Hi!
I have two sources A and В.
Source A contains events in form of:
Id1 StartTime1 EndTime1
Id2 StartTime2 EndTime2
...
Source B contains events like:
TxId1 TxStartTime11 TxEndTime11
TxId1 TxStartTime12 TxEndTime12
TxId1 TxStartTime13 TxEndTime13
...
TxId2 TxStartTime21 TxEndTime21
TxId2 TxStartTime22 TxEndTime22
TxId2 TxStartTime23 TxEndTime23
...
Id(i) and TxId(i) are the same, i.e these are the ids of related events.
I want to find the maximum of TxEndTime in each group of source B (grouped by TxId) and then calculate the difference between max(TxEndTime) and StartTime of the corresponding event in source A (Id
The search for the start time is simple:
source=A | fields Id, StartTime
The search for finding maximum is quite easy too (omitting time conversions):
source=B | stats max(TxEndTime) as MaxTxEndTime by TxId
and it returns me a table [TxId][MaxTxEndTime].
The way to join two searches is also not so complicated (to align names of Id and TxId):
source=A OR source=B | eval UID=if(len(Id)>0,Id,if(len(TxID)>0,TxID,"")) | eval start = strptime(StartTime, "%Y-%m-%d %H:%M:%S") | eval end = strptime(TxEndTime, "%Y-%m-%d %H:%M:%S")
But how can I put all the things together?
Is it possible to join the results of the search A with the search B to calculate the difference?
The problem is the first search returns the events while the second one returns the results of stats and I can't combine them for further calculations.
I usually tie my conditional evals directly to the source, so as long as the source is consistent the search is a little easier for others to understand.

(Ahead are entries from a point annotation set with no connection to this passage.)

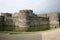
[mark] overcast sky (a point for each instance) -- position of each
(38, 6)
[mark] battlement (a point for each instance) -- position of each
(26, 11)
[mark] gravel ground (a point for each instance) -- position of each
(46, 35)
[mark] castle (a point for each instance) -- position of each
(26, 20)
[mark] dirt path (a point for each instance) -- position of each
(51, 35)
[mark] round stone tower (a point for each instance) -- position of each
(24, 19)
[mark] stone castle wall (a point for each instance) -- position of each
(26, 20)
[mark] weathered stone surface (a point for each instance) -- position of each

The whole search would be something like:
source=A OR source=B | eval normalizedId=if(source="A",Id,TxId) | stats max(TxEndTime) as endTime min(StartTime) as startTime by normalizedId
using your eval instead, and doing some conversion at the end:
source=A OR source=B | eval UID=if(len(Id)>0,Id,if(len(TxID)>0,TxID,"")) | stats max(TxEndTime) as endTime min(StartTime) as startTime by UID | eval start = strptime(startTime, "%Y-%m-%d %H:%M:%S") | eval end = strptime(endTime, "%Y-%m-%d %H:%M:%S")

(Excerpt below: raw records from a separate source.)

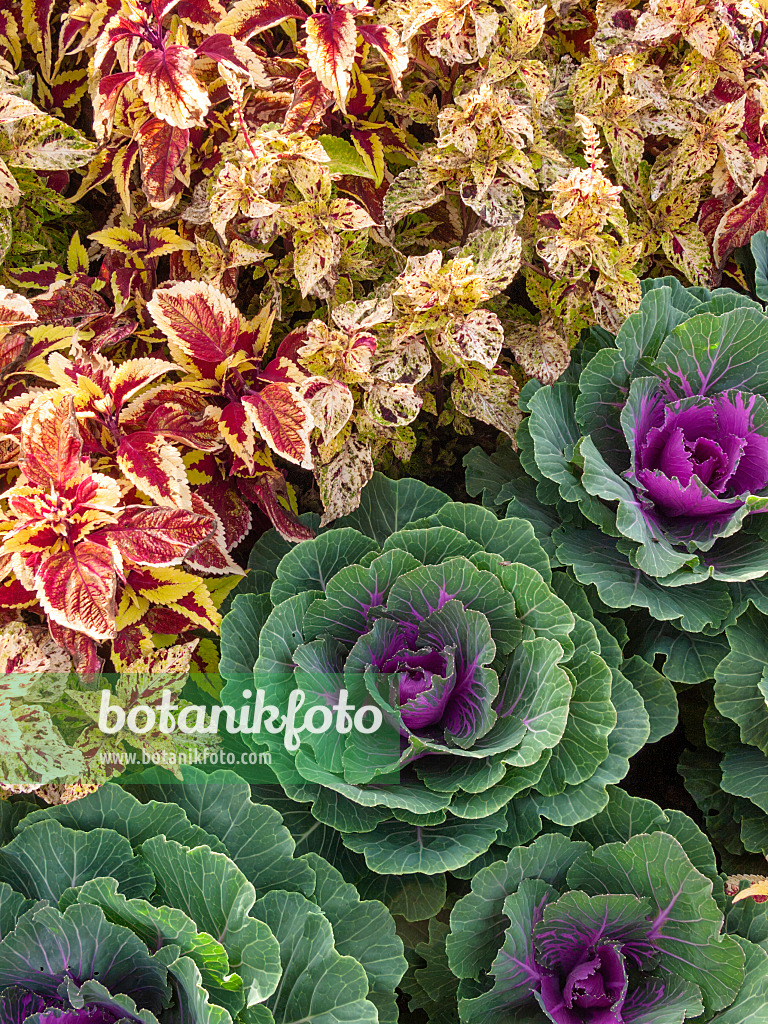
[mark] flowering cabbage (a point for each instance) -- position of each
(655, 454)
(187, 904)
(621, 924)
(499, 691)
(729, 778)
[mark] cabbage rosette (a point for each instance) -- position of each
(498, 689)
(623, 923)
(188, 904)
(652, 458)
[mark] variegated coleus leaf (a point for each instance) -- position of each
(212, 556)
(284, 420)
(159, 537)
(246, 17)
(200, 322)
(331, 47)
(141, 681)
(70, 537)
(342, 479)
(161, 148)
(14, 310)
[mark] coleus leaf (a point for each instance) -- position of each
(51, 445)
(156, 467)
(741, 222)
(198, 318)
(168, 85)
(283, 418)
(14, 309)
(76, 587)
(159, 537)
(246, 17)
(386, 40)
(45, 143)
(331, 47)
(162, 147)
(211, 555)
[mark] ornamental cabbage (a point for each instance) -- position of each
(651, 455)
(187, 904)
(622, 923)
(728, 778)
(500, 692)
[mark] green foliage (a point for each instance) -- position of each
(502, 695)
(188, 901)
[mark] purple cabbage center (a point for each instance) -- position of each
(592, 992)
(699, 458)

Assuming we don't need to care about aligning different ID names (Id && TxId, they are both "Id" now), I managed to change my query like this:
source=A | join Id [search source=B | eval end = strptime(endTime, "%Y-%m-%d %H:%M:%S") | stats max(end) as txEnd by Id] | eval start = strptime(StartTime, "%Y-%m-%d %H:%M:%S") | eval Duration = txEnd - start | table _time, Duration
That gives me the desired difference, but the search takes a certain time to complete on a larger amount of data. I guess, the JOIN statement is the cause, so is there any way to modify the search with OR to improve the performance?
Well, the difference between these 2 approaches is that OR adds new rows to the resulting set while JOIN adds new columns. Thus, the result after doing OR looks very similar to FULL OUTER JOIN in SQL except that even matching rows are listed separately (i.e. conjuction), which is the reason of a better search speed.
But sometimes you may need to compare fields within one resulting event and using OR doesn't help too much. In such case eventstats or transaction are good to use, or JOIN as really a last resort weapon.
Well you just shouldn't use join in this case because you don't need it (Join should be considered a weapon of last resort). it's much faster to use an OR as I did in my answer, and in addition to being a faster search it wont be subject to any hidden limits in times or number of result rows.
I usually tie my conditional evals directly to the source, so as long as the source is consistent the search is a little easier for others to understand. The whole search would be something like:
source=A OR source=B | eval normalizedId=if(source="A",Id,TxId) | stats max(TxEndTime) as endTime min(StartTime) as startTime by normalizedId
using your eval instead, and doing some conversion at the end:
source=A OR source=B | eval UID=if(len(Id)>0,Id,if(len(TxID)>0,TxID,"")) | stats max(TxEndTime) as endTime min(StartTime) as startTime by UID | eval start = strptime(startTime, "%Y-%m-%d %H:%M:%S") | eval end = strptime(endTime, "%Y-%m-%d %H:%M:%S")
Yes, using OR really helps to achieve what I wanted in my original question:
(sourcetype="A" Field1=... Field2=...) OR
(sourcetype="B" Field3=... Field4=...) |
eval Uid=if(sourcetype="A",Id,TxId) |
stats min(StartTime) as start, max(TxEndTime) as end by Uid | where !isnull(start) AND !isnull(end) | eval Duration = End - Start | ...
Some additional filtering of NULL values was required as well since the resulting set contains all non-common fields in both sourcetypes as nulls.
Thanks for the hints, I mean, this elegant way of rewriting the if condition as if(source="A",Id,TxId).